Ed è questo patto il luogo di narrazione “politico” di Holy Motors. Perché questo patto chiama in causa il mondo e l’immaginario che secondo Carax, a quanto pare, non è un insieme di mitologemi campionabili a piacimento. No. L’immaginario è la testimonianza della nostra presenza nel mondo. Il dispositivo di riproduzione che lo ha creato e reso visibile è il motore mobilissimo che instancabile continua a interrogarci per sapere dove ci troviamo “ora” e come ci siamo “spostati”.

Holy Motors
è il canto del cinema. Il canto del ventesimo secolo che si leva digitale e si osserva mancante e già oltre la propria “mancanza”. E Carax non fa nulla per non rendere questa divaricazione ancor più lacerante.
Non ci siamo più, noi.

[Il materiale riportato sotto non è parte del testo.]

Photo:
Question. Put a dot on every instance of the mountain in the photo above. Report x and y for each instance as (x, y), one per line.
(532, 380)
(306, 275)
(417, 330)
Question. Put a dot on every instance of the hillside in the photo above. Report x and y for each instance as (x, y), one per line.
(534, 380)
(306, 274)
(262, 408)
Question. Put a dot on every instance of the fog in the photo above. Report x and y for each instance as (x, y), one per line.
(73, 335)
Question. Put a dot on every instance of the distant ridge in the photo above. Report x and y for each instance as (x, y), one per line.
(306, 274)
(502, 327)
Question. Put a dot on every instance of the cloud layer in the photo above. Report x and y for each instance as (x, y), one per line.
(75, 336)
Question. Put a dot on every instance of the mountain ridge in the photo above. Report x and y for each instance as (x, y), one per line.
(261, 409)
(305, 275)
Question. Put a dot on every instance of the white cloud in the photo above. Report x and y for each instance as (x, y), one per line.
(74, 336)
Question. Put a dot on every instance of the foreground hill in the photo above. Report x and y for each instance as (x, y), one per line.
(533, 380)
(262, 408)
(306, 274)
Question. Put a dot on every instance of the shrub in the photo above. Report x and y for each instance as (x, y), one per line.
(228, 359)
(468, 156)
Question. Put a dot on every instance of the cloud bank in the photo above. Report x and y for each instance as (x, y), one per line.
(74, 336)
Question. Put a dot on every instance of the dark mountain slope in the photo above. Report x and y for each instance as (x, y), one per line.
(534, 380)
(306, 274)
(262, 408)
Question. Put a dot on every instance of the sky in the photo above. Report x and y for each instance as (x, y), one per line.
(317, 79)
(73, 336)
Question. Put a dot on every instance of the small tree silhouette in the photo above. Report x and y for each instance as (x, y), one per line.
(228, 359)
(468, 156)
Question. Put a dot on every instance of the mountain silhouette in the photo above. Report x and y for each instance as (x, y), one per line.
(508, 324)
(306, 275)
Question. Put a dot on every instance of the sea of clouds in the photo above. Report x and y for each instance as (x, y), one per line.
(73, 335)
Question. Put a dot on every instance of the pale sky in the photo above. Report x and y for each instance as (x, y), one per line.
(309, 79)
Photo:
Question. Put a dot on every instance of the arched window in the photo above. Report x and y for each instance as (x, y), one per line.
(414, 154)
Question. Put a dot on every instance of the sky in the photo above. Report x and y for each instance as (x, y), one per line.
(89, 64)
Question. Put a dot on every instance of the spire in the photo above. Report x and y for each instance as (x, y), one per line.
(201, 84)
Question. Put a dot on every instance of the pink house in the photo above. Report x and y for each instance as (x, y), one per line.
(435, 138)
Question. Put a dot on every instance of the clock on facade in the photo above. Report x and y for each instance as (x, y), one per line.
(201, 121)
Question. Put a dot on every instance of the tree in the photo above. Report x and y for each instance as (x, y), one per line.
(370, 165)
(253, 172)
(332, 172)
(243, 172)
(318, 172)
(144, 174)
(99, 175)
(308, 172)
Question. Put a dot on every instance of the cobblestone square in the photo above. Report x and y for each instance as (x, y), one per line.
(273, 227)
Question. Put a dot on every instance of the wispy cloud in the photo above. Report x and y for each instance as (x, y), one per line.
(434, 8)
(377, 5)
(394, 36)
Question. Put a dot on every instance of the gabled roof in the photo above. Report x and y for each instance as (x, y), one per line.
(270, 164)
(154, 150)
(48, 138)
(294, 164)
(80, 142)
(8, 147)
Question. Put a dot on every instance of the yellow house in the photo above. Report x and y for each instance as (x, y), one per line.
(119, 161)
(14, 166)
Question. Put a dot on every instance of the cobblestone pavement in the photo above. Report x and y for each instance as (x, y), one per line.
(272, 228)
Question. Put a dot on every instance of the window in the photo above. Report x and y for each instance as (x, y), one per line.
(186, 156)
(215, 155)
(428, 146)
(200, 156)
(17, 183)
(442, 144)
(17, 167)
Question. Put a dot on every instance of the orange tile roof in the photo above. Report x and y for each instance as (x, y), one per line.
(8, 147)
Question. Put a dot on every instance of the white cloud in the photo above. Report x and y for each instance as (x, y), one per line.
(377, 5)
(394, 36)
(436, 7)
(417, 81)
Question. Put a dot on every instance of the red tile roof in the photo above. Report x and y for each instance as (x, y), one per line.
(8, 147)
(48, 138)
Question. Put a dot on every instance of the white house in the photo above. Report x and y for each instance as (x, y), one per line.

Occhi senza volto. Ospiti di macchine leggere. In cerca di storie che ci possano ancora una volta raccontare. Raccontare che ci siamo stati. Che abbiamo vis(su)to. Anche se a Hiroshima non c’era niente da vedere e a un campo di sterminio ci si può arrivare da ogni parte.

Quale altro cineasta è riuscito a formulare con tanta lucidità ciò che ci manca e che abbiamo perso senza per questo cedere alla tentazione del feticizzazione della nostalgia restando saldamente nel campo della politica?
Perché vedere è sempre il risultato di un “fare”. E il fare è il prodotto di un “lavoro”.
Ciò che piange Holy Motors, in definitiva, è la mancanza, la sparizione, di una comunità fondata su un lavoro che permetteva di sognare le immagini, di vederle, di farle e condividerle e sognare in questo modo ancora altre comunità, altri luoghi. Altre possibilità di spostarsi ancora.
Il cinema senza una comunità, insomma, non è cinema. È l’industria del cinema e basta. I film come merce. Esilio dal cinema. Oggi, insomma.

Come diceva Straub: Griffith ha inventato il cinema e poi lo ha perduto come industria (citiamo a memoria…).
Carax con Holy Motors mette in scena la fine del cinema come sparizione di una comunità. Restano solo brandelli di storia, pezzi di vita. Il delitto perfetto, insomma. I film coprono la mancanza del cinema. E Holy Motors ci racconta che il mondo non esiste più. Ci è stato rubato.
Ma non solo. Ci racconta anche il sogno più enorme di tutti: rivivere ancora.